NEW YORK (TheStreet) -- EnergySolutions (NYSE:ES) has been upgraded by TheStreet Ratings from sell to hold. The company's strengths can be seen in multiple areas, such as its revenue growth and good cash flow from operations. However, as a counter to these strengths, we also find weaknesses including deteriorating net income, disappointing return on equity and poor profit margins. Highlights from the ratings report include:
- The company, on the basis of change in net income from the same quarter one year ago, has significantly underperformed when compared to that of the S&P 500 and the Commercial Services & Supplies industry. The net income has significantly decreased by 258.3% when compared to the same quarter one year ago, falling from $12.86 million to -$20.35 million.
- Return on equity has greatly decreased when compared to its ROE from the same quarter one year prior. This is a signal of major weakness within the corporation.
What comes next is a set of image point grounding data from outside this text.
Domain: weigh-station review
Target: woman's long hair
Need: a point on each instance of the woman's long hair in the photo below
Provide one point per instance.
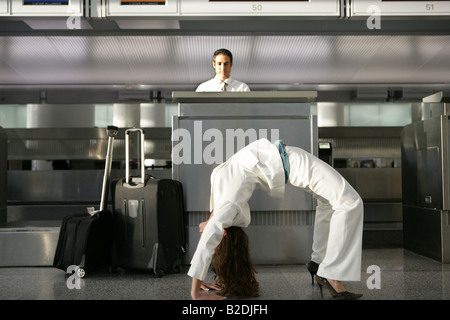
(234, 270)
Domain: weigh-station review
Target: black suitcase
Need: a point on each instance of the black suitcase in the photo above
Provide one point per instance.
(85, 239)
(149, 221)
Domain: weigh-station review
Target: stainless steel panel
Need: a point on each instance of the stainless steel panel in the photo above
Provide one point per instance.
(62, 185)
(80, 144)
(3, 175)
(27, 246)
(274, 237)
(244, 97)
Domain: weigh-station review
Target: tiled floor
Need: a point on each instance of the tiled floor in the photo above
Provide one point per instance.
(403, 276)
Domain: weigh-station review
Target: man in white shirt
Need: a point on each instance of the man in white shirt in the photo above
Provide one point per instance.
(337, 241)
(222, 63)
Compared to other companies in the Commercial Services & Supplies industry and the overall market, ENERGYSOLUTIONS INC's return on equity significantly trails that of both the industry average and the S&P 500.
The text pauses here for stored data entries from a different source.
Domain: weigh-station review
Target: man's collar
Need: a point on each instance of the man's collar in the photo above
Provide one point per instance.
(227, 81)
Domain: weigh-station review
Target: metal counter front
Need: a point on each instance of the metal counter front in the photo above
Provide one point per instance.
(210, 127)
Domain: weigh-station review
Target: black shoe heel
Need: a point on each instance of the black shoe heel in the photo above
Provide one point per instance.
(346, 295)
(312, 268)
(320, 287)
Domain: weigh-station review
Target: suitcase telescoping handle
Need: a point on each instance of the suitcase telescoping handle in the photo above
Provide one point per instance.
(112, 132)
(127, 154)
- ENERGYSOLUTIONS INC has exprienced a steep decline in earnings per share in the most recent quarter in comparison to its performance from the same quarter a year ago. This company has reported somewhat volatile earnings recently. We feel it is likely to report a decline in earnings in the coming year. During the past fiscal year, ENERGYSOLUTIONS INC increased its bottom line by earning $0.57 versus $0.51 in the prior year. For the next year, the market is expecting a contraction of 45.6% in earnings ($0.31 versus $0.57).
- Net operating cash flow has significantly increased by 233.11% to $104.33 million when compared to the same quarter last year. In addition, ENERGYSOLUTIONS INC has also vastly surpassed the industry average cash flow growth rate of -3.43%.
- The revenue growth came in higher than the industry average of 0.7%. Since the same quarter one year prior, revenues rose by 14.9%. This growth in revenue does not appear to have trickled down to the company's bottom line, displayed by a decline in earnings per share.